Die Wenigsten beachten allerdings, dass uns auch zu viel Schlaf nicht gut bekommt. Dachtest du auch immer, man könnte gar nicht genug schlafen? Wir wissen, wie schön gemütlich dein Schlaraffia Boxspringbett ist! Trotzdem sollte man nicht zu lange schlafen, weil auch dann die kognitiven Fähigkeiten, wie Lernen, Aufmerksamkeit, Orientierung oder Kreativität, abnehmen. Bei zu viel Schlaf steigt zudem das Risiko für Diabetes oder Übergewicht.

Wie viel Schlaf man braucht, hängt vom Alter ab

Wie viele Stunden Schlaf pro Nacht man nun tatsächlich braucht, hängt vom Alter ab. Babys und Kleinkinder brauchen den meisten Schlaf. In den ersten elf Monaten beträgt die optimale Schlafdauer 12 bis 17 Stunden. Kleinkinder zwischen einem bis fünf Jahren brauchen 10 bis 14 Stunden Schlaf pro Nacht. Das hängt damit zusammen, dass sich der Körper stark im Wachstum befindet und die Nachtruhe zur Entwicklung braucht. Auch Sinneseindrücke wirken auf Babys und Kleinkinder noch viel stärker, sodass viel Schlaf benötigt wird, um alles verarbeiten zu können.

Schlafenzzeit

Mit der Zeit nimmt die benötigte Schlafdauer ab. Ab etwas sechs Jahren reichen demnach neun bis elf Stunden Nachtruhe. Teenager zwischen 14 und 17 Jahren brauchen noch etwas weniger Schlaf, nämlich acht bis zehn Stunden.
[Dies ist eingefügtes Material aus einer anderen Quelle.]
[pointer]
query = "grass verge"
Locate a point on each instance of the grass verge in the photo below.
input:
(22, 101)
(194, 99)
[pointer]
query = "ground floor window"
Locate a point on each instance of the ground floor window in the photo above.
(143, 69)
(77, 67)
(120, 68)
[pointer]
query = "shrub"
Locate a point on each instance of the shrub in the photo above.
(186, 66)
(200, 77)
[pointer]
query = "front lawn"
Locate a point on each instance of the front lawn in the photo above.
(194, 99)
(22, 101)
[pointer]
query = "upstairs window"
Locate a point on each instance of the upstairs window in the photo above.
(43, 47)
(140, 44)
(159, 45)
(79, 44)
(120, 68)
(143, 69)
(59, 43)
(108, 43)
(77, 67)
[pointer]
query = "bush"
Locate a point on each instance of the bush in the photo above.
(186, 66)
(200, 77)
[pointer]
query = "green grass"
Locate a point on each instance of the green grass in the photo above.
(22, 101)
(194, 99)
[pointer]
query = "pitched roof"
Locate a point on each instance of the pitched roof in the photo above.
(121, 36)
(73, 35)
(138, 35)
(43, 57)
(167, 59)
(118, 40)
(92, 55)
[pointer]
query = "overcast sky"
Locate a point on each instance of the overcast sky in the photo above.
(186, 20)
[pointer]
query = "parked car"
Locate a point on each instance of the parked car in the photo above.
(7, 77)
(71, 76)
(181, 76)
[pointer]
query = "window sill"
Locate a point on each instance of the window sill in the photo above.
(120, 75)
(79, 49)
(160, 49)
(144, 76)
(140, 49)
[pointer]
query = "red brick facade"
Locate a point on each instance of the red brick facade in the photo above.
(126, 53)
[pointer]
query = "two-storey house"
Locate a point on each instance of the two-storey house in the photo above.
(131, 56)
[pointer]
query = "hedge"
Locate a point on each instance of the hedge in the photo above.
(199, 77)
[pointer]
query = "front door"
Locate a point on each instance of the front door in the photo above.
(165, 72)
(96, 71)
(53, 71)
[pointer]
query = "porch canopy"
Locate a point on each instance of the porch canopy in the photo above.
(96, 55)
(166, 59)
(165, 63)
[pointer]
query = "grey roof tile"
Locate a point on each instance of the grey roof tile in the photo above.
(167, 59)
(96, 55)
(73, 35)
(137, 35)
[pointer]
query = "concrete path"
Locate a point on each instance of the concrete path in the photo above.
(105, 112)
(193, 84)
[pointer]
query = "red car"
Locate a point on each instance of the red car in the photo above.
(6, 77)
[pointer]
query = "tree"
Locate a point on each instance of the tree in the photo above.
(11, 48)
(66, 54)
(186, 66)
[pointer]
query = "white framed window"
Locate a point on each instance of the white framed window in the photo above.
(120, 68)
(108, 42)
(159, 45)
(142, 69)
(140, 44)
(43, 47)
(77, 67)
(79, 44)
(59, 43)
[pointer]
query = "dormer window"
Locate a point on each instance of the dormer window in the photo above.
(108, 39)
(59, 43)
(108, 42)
Die körperliche Entwicklung ist in diesem Alter fast abgeschlossen, daher nimmt der Schlafbedarf ab.

Als Erwachsener bleibt der Schlaf, den man pro Nacht braucht, bis ins hohe Alter meist unverändert und liegt bei sieben bis neun Stunden Schlaf. Erst ab 65 Jahren kommt man auch mit einer kürzeren Nachtruhe aus.

Wie erkenne ich, wie viel Schlaf ich brauche?

Diese Durchschnittswerte können natürlich von Person zu Person variieren. Es ist deshalb empfehlenswert, den eigenen Körper zu beobachten. Das ist die beste Methode, um festzustellen, ob du dein optimales Schlafpensum erreichst oder nicht.

Wie viel Schlaf brauch ich

Achte morgens beim Weckerklingeln und nach dem Aufstehen darauf, wie du dich fühlst. Bist du fit und hast das Gefühl, gut in den Tag starten zu können? Oder brauchst du erstmal einen Kaffee, um überhaupt auf Touren zu kommen? In dem Fall war die Nacht wahrscheinlich zu kurz. Wenn du tagsüber oft müde bist oder du dich schlecht konzentrieren kannst, kann auch das an deinem Schlafpensum liegen.

Wenn du mal mehrere Tage am Stück frei hast und nicht zu einer bestimmten Uhrzeit aufstehen musst, kannst du herausfinden, wie viel Schlaf dein Körper braucht. Achte darauf, optimale Bedingungen zum Einschlafen zu schaffen, also am Abend zum Beispiel keine schweren Mahlzeiten einzunehmen und keinen Alkohol zu trinken. Gehe ins Bett, wenn du müde bist, und schlafe so lange, bis du von alleine aufwachst. Wenn du dich ausgeschlafen und fit fühlst, hast du ausreichend lange geschlafen – also auf die Uhr schauen, wie lange deine Nachtruhe war. Denke daran, dass der Körper eine Weile braucht, um sich auf einen neuen Rhythmus einzustellen. Du solltest deine Schlafdauer also einige Tage nacheinander beobachten und dann die Durchschnittsdauer ermitteln.

Ausschlafen – gut oder schlecht?

Wer unter der Woche früh zur Arbeit gehen oder die Kinder für Kindergarten und Schule fertigmachen muss, freut sich am Wochenende oder im Urlaub aufs Ausschlafen (wenn die Kinder es zulassen 😉). Aber ist Ausschlafen eine gute Idee?

Tatsächlich bringt es den Körper durcheinander, wenn sich deine Schlafenszeiten und deine Schlafdauer regelmäßig ändern. Wenn du nämlich zum Beispiel am Freitag und Samstag länger aufbleibst und dadurch später aufstehst, bist du am Sonntag auch erst später müde. Leider klingelt am Montagmorgen aber erbarmungslos der Wecker – obwohl du nach dem späten Einschlafen eigentlich noch müde bist. Ausschlafen am Wochenende ist auch dann problematisch, wenn du deutlich mehr schläfst, als sonst. Von sechs Stunden Schlaf auf elf zu wechseln, ist eine extreme Umstellung für den Körper. So kann sich kein erholsamer Schlaf-Wach-Rhythmus einstellen. Für deine Schlafqualität ist es deshalb ratsam, auch am Wochenende lieber nur maximal drei Stunden mehr zu schlafen, als unter der Woche.